La mancanza di efficacia clinica osservata nei due studi – sostiene Boden – ha spostato il ruolo della niacina nella pratica clinica e, nella meta-analisi, ha spinto un’associazione preventiva per la niacina con risultati CV verso il nulla dal 2011.

Tuttavia, fa notare, nello studio AIM-HIGH il 75% dei pazienti che ricevevano trattamenti in cieco stavano assumendo statine o altri agenti ipolipemizzanti da 3 a 5 anni e le compresse placebo contenevano una piccola dose da 50 mg di niacina a rilascio immediato.

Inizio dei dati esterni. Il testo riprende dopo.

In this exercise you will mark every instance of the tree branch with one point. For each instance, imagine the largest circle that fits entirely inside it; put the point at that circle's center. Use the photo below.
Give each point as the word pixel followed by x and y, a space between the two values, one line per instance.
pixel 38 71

Inoltre, l’HPS2-THRIVE ha arruolato pazienti con normale colesterolo lipoproteico ad alta densità (HDL-C) e la preparazione a base di niacina a rilascio prolungato comprendeva l’inibitore della prostaglandina laropiprant, che può avere avuto un effetto neutralizzante sulla niacina.

b) Il rischio degli effetti collaterali associati
Invece, secondo Jane Armitage, capo ricercatore di HPS2-THRIVE e professore di studi clinici ed epidemiologia all’Università di Oxford, Regno Unito, «non esiste un ruolo terapeutico per la niacina nella pratica clinica corrente».

«Nel trial HPS2-THRIVE, non siamo riusciti a trovare un gruppo di pazienti per i quali i possibili benefici fossero superiori ai rischi» afferma. «Per i pazienti che hanno bisogno di farmaci ipolipemizzanti e che non assumono o non possono assumere una statina, ci sono farmaci alternativi più sicuri e più efficaci, come gli inibitori di ezetimibe e PCSK9».

Armitage sottolinea che, se non ci sono prove di benefici da niacina nei pazienti di oggi che sono in trattamento con statine, ci sono al contrario buone evidenze di danni, quali «aumenti sostanziali e altamente significativi del rischio di diabete, infezioni e sanguinamento. Per queste ragioni credo che la FDA debba riconsiderare le indicazioni per la niacina, come è stato fatto in Europa» conclude.